Research Alert: New Article Explores Program Factors That Influence Early Match Closures
FEBRUARY 28, 2021
BY: MIKE GARRINGER, MENTOR NATIONAL
We are happy to announce that some innovative original research developed by the National Mentoring Resource Center has been accepted into the journal Prevention Science and published earlier this year. Research Board members Sam McQuillin (Univ. of South Carolina) and Michael Lyons (Univ. of Virginia) led this research project, which applied cutting edge machine learning techniques to examine predictors of early match closure in the responses of a national mentoring program survey. Among all of the program characteristics examined, the frequency of ongoing training and match support was the one factor that stood out as being a solid predictor of whether a program’s matches lasted as long as intended.
This research used data from MENTOR’s 2016 National Mentoring Program survey. Most studies of matches within programs follow specific mentor-mentee pairs to see if they last the intended duration if fizzle out early, as well as the personal characteristics and circumstances that may have contributed to their longevity or early closure. While instructive, these studies rarely examine the role that program practices and staff actions play in the course of those matches. This study is one of the few that examined things at the program level—in fact, this examined 29 potential program practices or features that might influence match longevity across over 1,400 unique mentoring programs nationally.
Drs. McQuillin and Lyons used an innovative form of machine learning analysis called Bayesian Additive Regression Trees. While the science behind this technique is complicated, in layperson terms, this method allows a computer to analyze many, many factors that might influence a particular outcome, essentially comparing each factor’s influence, both individually and in almost infinite combinations with others, on a given outcome. In this case, the outcome of the percentage of a program’s matches that lasted their intended duration.
While the results of this analysis contained a lot of “noise” (meaning that it was hard for individual factors to stand out clearly given how many things likely influence match longevity), there were some strong hints as to what best predicted a mentoring program’s matches lasting as long as they were supposed to.
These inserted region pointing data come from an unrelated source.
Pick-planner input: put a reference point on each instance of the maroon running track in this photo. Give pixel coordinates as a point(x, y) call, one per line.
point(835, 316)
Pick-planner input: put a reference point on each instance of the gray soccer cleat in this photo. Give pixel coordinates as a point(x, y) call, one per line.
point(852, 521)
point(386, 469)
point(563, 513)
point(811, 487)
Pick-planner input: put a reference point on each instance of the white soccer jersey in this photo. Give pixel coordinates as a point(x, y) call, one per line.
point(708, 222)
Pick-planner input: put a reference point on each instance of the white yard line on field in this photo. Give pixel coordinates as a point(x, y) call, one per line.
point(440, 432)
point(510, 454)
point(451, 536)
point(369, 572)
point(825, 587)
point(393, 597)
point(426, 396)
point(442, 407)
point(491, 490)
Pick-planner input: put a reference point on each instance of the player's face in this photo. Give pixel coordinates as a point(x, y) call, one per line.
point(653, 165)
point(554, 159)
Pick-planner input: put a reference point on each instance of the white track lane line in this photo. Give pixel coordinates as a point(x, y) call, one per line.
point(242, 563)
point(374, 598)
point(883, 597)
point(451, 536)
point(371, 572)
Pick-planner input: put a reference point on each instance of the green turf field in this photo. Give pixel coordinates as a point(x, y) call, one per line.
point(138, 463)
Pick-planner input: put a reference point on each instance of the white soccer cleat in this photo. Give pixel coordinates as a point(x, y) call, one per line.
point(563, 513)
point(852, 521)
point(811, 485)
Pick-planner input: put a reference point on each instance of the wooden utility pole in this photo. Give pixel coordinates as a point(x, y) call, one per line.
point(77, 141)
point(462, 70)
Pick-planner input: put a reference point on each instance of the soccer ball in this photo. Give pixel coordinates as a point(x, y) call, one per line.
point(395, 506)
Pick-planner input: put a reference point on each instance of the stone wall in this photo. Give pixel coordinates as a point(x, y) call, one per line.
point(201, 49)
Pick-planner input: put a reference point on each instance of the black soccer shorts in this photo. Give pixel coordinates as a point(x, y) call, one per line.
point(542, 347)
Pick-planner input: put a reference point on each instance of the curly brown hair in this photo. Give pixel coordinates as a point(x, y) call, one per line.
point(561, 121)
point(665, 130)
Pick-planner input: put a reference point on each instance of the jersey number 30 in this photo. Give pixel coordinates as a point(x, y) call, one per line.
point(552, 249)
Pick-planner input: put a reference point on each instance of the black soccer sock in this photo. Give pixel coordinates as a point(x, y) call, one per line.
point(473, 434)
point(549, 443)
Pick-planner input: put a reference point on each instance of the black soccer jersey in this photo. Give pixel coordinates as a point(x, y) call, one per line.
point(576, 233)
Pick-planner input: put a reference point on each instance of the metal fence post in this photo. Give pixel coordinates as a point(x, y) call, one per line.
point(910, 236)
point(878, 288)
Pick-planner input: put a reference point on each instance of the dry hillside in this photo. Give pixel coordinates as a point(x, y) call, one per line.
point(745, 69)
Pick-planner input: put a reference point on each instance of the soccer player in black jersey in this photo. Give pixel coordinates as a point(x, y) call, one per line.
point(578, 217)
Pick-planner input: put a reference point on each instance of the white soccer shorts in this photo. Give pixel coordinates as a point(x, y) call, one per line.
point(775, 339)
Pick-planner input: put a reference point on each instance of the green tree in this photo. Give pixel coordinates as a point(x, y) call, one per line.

The authors note:
“…we found that the reported monthly frequency of ongoing training and support appears to be the best predictor of premature match closure within the available data set, outperforming 29 other predictors.”
The authors also found that programs with larger budgets, more staff per youth, and those serving higher percentages of high academic achievers also tended to have higher percentages of matches going the distance. Those serving higher percentages of youth in the juvenile justice system had less likelihood of avoiding premature closures.
The authors are careful to note that there is a lot of variability in what seems to predict early match closures and that no one program factor is a magic bullet in terms of addressing this issue. But this research also suggests that spending a lot of time checking in with matches and offering robust ongoing training and support to mentors may help reduce problems within matches, deepen mentor confidence and commitment, and increase the utility and enjoyment of the mentoring experience in ways that help participants persist.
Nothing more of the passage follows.